Pake keyword "tas plastik besar", gak dapat.

Pake keyword "tas jumbo", gak dapat.

Pake keyword "tas kartun". juga gak dapat.

Entah kenapa, setelah itu saya kok merasa ini tas PASTI ada deh di Asemka. Padahal hasil browsing tidak memberikan hasil, Asemka pun belum pernah kudatangi. Tapi, dengan penuh keteguhan hati, keyakinan akan berhasil *ebuset bahasanya*, naiklah saya ke bis Transjakarta siang itu. Sampai di Kota, tanya arah ke mas-mas petugas Transjakarta, dan melangkahlah saya di siang bolong yang untungnya gak bolong-bolong amat itu. Baru setengah jalan, saya sudah lihat ada yang jual tas yang saya cari itu, di pinggir jalan. Tergoda untuk nanya harganya sih. Tapi ini biasanya kalo nanya harga ya nanya doang, sebagai perbandingan, hampir pasti gak beli di penjual pertama. Sementara si penjual ini lagi sepi pembeli, plus lokasi jualannya panas banget. Bukannya kasihan sehingga akhirnya jadi beli barangnya, saya malah kasihan sehingga gak memberi harapan palsu pada penjualnya *alias nanya doang tapi gak beli".

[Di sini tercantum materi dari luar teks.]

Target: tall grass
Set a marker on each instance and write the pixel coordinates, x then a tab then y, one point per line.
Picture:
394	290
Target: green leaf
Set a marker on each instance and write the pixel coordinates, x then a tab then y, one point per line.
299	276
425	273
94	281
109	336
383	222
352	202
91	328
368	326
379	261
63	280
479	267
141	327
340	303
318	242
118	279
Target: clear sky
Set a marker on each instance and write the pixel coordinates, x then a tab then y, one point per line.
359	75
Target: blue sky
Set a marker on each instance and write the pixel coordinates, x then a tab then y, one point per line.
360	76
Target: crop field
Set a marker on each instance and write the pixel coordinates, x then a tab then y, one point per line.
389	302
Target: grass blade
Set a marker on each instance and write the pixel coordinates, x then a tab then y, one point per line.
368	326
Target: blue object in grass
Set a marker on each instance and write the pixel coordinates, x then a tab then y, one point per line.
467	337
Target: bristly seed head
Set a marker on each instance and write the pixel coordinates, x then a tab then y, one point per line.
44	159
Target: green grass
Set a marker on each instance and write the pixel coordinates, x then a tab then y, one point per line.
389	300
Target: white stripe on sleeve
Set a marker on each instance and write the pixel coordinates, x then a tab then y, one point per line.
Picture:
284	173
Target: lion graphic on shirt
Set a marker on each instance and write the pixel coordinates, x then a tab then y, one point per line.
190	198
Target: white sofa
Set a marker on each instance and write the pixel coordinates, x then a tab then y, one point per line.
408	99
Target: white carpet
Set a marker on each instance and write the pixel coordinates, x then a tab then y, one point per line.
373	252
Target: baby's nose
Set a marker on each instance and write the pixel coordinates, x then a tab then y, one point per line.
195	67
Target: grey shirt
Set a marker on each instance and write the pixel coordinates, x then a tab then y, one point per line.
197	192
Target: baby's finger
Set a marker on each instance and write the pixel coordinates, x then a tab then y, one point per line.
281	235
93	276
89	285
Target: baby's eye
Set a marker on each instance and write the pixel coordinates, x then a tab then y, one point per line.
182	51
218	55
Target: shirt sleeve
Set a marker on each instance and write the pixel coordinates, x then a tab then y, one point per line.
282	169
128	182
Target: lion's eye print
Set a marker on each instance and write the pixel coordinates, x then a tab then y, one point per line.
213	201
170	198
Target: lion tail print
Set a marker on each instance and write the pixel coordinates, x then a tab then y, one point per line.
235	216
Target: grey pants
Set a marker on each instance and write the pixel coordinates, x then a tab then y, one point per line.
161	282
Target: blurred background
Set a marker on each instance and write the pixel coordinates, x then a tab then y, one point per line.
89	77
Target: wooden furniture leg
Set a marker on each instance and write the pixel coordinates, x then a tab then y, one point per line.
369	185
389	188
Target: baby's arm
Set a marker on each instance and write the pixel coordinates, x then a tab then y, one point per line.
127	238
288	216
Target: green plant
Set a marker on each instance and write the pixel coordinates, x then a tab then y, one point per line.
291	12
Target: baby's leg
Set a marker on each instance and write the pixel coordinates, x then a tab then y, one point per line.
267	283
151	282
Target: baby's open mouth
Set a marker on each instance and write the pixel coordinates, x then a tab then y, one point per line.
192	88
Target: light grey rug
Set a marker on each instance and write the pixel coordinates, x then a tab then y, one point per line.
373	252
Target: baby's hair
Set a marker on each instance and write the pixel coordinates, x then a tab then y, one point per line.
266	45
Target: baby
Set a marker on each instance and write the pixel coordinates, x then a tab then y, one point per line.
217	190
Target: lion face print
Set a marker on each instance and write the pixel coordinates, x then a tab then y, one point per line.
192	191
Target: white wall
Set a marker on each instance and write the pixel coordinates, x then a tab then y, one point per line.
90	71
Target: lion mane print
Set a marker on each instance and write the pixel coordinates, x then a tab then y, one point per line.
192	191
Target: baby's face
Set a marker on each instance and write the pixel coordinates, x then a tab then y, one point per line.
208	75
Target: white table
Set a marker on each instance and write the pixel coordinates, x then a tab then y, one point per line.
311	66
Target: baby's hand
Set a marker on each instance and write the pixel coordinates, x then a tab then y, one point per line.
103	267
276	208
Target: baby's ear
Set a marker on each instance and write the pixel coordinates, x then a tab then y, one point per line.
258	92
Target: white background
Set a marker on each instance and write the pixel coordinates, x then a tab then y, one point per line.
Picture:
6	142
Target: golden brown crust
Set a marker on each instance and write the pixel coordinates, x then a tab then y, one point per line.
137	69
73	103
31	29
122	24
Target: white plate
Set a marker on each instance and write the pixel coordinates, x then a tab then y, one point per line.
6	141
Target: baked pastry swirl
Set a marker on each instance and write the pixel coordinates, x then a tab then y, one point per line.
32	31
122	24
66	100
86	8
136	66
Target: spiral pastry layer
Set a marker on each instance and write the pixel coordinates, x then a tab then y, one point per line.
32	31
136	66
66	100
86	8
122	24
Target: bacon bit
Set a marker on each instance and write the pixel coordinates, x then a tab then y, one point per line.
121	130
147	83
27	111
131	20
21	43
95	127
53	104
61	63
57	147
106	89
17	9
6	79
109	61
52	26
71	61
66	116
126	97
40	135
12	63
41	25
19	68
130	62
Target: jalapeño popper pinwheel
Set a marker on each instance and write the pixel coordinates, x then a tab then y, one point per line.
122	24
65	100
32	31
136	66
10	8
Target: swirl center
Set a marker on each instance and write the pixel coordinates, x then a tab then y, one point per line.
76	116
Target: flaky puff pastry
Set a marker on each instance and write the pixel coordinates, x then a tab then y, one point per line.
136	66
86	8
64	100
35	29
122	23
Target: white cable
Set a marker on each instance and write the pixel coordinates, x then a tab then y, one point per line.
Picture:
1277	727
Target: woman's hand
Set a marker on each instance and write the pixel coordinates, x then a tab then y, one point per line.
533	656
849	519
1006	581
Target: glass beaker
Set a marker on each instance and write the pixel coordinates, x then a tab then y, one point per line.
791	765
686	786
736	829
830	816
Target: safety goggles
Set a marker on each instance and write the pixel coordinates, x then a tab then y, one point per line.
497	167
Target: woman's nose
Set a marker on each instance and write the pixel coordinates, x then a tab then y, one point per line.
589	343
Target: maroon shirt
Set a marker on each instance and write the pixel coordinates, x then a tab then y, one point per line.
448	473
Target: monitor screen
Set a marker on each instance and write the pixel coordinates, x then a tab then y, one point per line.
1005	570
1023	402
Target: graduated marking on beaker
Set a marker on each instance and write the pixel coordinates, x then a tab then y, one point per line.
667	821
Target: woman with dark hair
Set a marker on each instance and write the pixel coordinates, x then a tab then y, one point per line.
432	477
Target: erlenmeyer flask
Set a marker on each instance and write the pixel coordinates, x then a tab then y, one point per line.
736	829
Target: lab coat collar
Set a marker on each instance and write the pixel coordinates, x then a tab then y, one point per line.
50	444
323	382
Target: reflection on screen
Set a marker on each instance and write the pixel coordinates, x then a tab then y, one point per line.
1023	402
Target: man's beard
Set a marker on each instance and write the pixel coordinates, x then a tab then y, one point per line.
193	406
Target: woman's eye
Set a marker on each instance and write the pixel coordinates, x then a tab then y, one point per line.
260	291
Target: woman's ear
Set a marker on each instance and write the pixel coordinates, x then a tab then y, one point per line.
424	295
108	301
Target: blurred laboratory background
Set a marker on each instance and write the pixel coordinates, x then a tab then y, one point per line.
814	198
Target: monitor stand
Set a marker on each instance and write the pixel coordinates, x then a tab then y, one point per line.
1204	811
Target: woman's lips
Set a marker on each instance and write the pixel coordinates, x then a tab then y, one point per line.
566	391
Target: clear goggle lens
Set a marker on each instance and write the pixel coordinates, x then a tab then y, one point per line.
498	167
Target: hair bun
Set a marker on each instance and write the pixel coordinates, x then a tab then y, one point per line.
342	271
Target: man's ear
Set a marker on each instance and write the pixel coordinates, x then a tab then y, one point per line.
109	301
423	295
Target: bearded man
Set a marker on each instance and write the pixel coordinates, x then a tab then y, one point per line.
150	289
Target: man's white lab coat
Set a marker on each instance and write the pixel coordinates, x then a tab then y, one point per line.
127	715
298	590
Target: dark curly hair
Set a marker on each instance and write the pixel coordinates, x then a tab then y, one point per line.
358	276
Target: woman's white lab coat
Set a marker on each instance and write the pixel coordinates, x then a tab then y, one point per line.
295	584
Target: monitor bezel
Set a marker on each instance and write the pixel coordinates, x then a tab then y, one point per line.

Sampai di kolong fly over, saya melihat ada kotak-kotak mika berisi bros lucu, kemungkinan untuk souvenir. Mulai melirik. Padahal belum tujuan utamanya. Untung terlihat ada masjid di sana, jadinya salat Zuhur sambil ngadem. Seperti biasa, di masjid banyak orang bergelimpangan kepanasan lalu tidur. Sebel saya pada orang-orang yang tiduran di masjid tertutup oleh rasa kasihan. Mungkin mereka uda berangkat dari pagi, lalu capek, lalu haus, dan lapar, tapi daripada uangnya buat beli makanan dan minuman lebih baik disimpan saja, haus dan lapar bisa diobati dengan tidur.

keluar dari masjid, masuklah saya ke salah satu gedung dengan deretan toko. Di sana sebagian besar menjual aksesoris (bros, kalung, gelang, cincin) dan produk-produk untuk anak (tas, termos minum, poster, mainan kecil). Tidak tampak tas yang saya inginkan.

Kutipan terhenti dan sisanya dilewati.